The website e-how.com states that “a welder’s helper salary ranges from $25,000 to $60,000 annually as of 2010. This pay is largely dependent upon the location and years of experience as a welder’s helper.” It also can be dependent on the exact job duties and opportunities for helpers to expand their roles in an organization.
“The welder and assistant are a team, much like a pitcher and catcher or a golfer and caddy,” said Smith. “They must agree on methods of performance, timing, and when to move the cables and tools, etc. In most cases, they have been together for many years, especially in the 798 Pipeliners Union. The helpers on a pipeline usually make more money than a fabricating shop welder.
“In a small to medium-sized fabrication shop, the assistant usually is a fitter too.
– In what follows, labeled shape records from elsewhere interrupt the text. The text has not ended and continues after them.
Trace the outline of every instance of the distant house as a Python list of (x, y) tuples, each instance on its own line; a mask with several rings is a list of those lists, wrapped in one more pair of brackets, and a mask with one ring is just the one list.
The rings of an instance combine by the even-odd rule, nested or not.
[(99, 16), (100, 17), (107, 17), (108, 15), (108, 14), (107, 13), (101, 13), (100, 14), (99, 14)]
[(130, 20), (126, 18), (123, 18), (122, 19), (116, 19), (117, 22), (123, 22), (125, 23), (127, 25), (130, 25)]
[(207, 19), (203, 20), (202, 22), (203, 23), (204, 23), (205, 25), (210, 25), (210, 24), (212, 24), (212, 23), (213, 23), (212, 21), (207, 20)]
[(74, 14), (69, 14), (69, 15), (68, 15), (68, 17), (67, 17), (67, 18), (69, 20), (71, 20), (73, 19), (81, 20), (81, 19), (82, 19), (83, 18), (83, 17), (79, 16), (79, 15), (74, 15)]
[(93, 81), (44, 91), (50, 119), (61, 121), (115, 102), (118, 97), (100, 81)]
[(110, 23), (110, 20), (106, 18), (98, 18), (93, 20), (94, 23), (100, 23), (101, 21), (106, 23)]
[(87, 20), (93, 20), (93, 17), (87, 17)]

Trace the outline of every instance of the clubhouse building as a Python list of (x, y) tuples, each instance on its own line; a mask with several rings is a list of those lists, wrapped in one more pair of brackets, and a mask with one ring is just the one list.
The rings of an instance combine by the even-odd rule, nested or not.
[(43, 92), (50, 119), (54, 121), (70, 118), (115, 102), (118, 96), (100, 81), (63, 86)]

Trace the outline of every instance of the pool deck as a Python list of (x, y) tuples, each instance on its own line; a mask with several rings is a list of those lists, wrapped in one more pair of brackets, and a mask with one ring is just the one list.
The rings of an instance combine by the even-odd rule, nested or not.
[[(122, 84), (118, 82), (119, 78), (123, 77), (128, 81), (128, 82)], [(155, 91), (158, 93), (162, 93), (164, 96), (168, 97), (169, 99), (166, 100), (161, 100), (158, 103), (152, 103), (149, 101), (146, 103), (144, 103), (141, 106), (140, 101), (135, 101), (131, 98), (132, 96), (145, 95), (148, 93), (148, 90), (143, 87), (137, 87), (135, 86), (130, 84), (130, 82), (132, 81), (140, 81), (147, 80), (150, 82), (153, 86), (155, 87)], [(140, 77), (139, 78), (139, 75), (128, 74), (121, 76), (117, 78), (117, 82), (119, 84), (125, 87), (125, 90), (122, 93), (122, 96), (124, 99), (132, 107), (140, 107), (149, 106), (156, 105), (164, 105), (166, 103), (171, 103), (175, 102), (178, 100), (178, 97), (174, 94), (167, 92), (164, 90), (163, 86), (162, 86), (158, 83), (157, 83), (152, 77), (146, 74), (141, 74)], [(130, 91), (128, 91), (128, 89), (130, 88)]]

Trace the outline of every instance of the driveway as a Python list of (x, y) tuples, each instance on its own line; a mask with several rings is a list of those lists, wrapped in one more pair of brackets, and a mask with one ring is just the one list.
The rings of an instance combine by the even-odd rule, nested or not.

Sometimes this person actually makes more money than the welder. The fitter is responsible for fitting the weld joint and relaying the drawing information to the welder (symbols, etc.).
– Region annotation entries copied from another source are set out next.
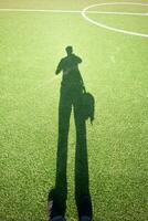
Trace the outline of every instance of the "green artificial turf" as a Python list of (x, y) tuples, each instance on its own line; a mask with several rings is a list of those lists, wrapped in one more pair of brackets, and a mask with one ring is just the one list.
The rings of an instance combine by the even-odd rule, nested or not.
[[(0, 7), (82, 10), (94, 3), (3, 1)], [(89, 18), (148, 34), (147, 18)], [(81, 13), (44, 12), (0, 12), (0, 221), (46, 220), (47, 192), (56, 173), (61, 77), (54, 77), (54, 72), (68, 44), (83, 59), (81, 73), (95, 97), (95, 120), (87, 123), (94, 220), (146, 221), (148, 38), (107, 31), (88, 23)], [(77, 220), (74, 161), (72, 114), (70, 221)]]

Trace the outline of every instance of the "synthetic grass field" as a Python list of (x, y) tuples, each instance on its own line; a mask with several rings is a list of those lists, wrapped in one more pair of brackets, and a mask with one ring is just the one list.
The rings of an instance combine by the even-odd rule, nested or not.
[[(6, 0), (0, 8), (82, 11), (103, 2), (112, 1)], [(148, 6), (89, 10), (148, 13)], [(148, 35), (145, 15), (87, 17)], [(87, 123), (94, 220), (147, 221), (148, 38), (103, 29), (81, 12), (43, 11), (0, 11), (0, 221), (46, 220), (56, 172), (61, 76), (54, 73), (67, 45), (83, 59), (81, 73), (96, 102), (94, 124)], [(66, 209), (71, 221), (77, 220), (74, 160), (72, 115)]]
“Fitters are required to know more about the drawings and details than the welder. They are able to sequence the welds for the welder and make ‘weld maps’ for the inspectors. Most fab shop welders appreciate the fitters, even if they do make more money.”
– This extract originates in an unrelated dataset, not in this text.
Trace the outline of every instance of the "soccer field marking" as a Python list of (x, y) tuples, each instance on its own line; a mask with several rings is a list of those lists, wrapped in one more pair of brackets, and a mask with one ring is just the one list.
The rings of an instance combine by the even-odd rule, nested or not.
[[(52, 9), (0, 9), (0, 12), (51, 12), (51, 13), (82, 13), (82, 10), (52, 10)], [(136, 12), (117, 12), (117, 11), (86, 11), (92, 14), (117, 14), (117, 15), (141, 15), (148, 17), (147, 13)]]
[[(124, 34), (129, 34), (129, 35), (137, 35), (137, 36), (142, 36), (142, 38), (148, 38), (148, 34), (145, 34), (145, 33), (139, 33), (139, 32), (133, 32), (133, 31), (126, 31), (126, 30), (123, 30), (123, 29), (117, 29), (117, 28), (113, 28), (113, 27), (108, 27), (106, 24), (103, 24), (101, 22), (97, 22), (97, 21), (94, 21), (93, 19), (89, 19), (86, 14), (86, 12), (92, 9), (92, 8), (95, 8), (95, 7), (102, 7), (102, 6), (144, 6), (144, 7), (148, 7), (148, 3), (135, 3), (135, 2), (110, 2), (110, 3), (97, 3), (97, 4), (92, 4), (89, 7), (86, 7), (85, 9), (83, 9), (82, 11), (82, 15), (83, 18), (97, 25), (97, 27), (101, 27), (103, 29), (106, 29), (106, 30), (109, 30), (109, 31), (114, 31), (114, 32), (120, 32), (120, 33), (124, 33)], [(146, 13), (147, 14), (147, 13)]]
Randall Washington, who maintains machinery for a large manufacturing facility, has worked with assistants. He believes there are many reasons that a helper might draw a higher hourly wage than a welder, and not just in the pipeline industry. “Most would involve specialized technical skills and/or social, coordination, and leadership skills. For example, the helper may be a bookworm who loves to research the nuances of a particular weld.
“He could have the memory of an elephant and be able to quote from the welding code books. He might be a grand scavenger with the memory of an elephant and use that ability to remember where a scrap piece of 3/8-in. stainless was three months ago.
“The helper could have managerial/leadership skills and be a working crew foreman. Or he might be that one congenial member of a crew who can negotiate any deal: borrow a spare acetylene tank; burn a 00 torch tip; get a work permit or crane on-site faster.”
Washington also noted that “the helper might be qualified in first aid and CPR. Most crews today must have one designated safety person who conducts a safety meeting each day and reports any near misses, first-aid cases, and other safety issues to management.”
The helper also might take on an accounting role. “Many times a contracted crew must report work hours, per diem, travel miles, and materials cost to the contracting company each day. Not all welders want to do the paperwork or take that extra time at the end of the workday for accounting and reporting. The crew heads off to the motel to take a shower, call home, drink a few beers, and get ready for bed. The accounting fellow is at least an hour behind.”
These extra functions might be possible in a flexible work environment in which a helper might not be required to assist a welder full-time. But in welding-intensive operations, the helper will have more than enough responsibility handling prewelding tasks, making sure that all the equipment is ready and in good working order, and cleaning up the welding area.
Smith said welder helpers are in demand where he is located—Charleston, W.Va. He also said he has never understood “why the assistants have no desire to be welders in most cases. It is rare, but once in a while they do become welders.”
Perhaps assistants like the variety inherent in their jobs and the opportunities that may exist to expand into other areas of the organization. Or maybe they simply like knowing that they played an important yet unsung part in creating or repairing something useful. Not everyone needs to be in the spotlight.